Il existe des raisons évidentes pour lesquelles l’Europe souhaite renforcer sa propre industrie – notamment le risque d’une seconde administration Trump aux États-Unis, qui pourrait affaiblir l’engagement des États-Unis envers l’OTAN.

« Il était possible de s’appuyer sur les systèmes d’armement américains au lendemain immédiat de l’invasion à grande échelle de la Russie, mais il serait imprudent pour les Européens d’utiliser à nouveau cette béquille », a déclaré Crosson.

Les contribuables sont également plus susceptibles de soutenir les dépenses qui soutiennent l’emploi en Europe, notent de nombreuses personnes.

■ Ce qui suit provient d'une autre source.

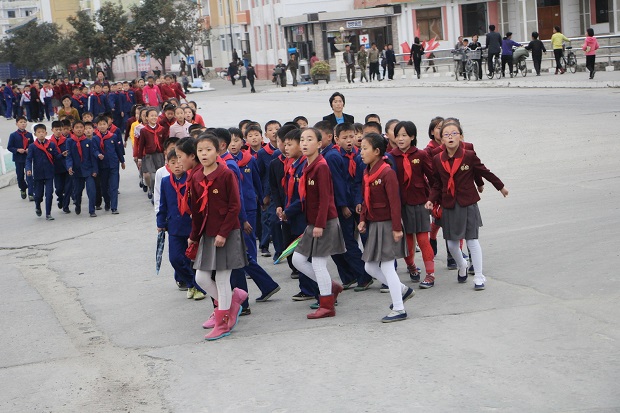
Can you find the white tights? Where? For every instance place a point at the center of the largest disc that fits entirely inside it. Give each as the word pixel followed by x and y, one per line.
pixel 316 270
pixel 219 289
pixel 385 272
pixel 476 257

« Dans un monde où les grands acteurs privilégient leurs propres industries de défense, nous devrions cesser d’être naïfs et construire une préférence européenne », a déclaré Loiseau – mais cela ne devrait pas nécessairement se limiter à l’UE.

« Nous devons imaginer des coalitions ad hoc réunissant les pays capables et désireux d’accroître et de renforcer la défense européenne », a-t-elle déclaré. « Ces coalitions devraient inclure des pays comme le Royaume-Uni et la Norvège. »

Surtout, selon certains, le nouveau commissaire européen à la Défense devra faire preuve de patience, étant donné le caractère à long terme de cette affaire.

« Après des décennies de sous-investissement et de réduction des capacités de production, cet ajustement ne peut pas se faire du jour au lendemain », a déclaré M. Schmitt.

« Il serait sage de procéder à une évaluation minutieuse pour déterminer pour quelles capacités nous pouvons accepter de dépendre de sources non européennes, et pour quelles capacités nous devrions mieux compter sur des producteurs européens », a-t-il ajouté.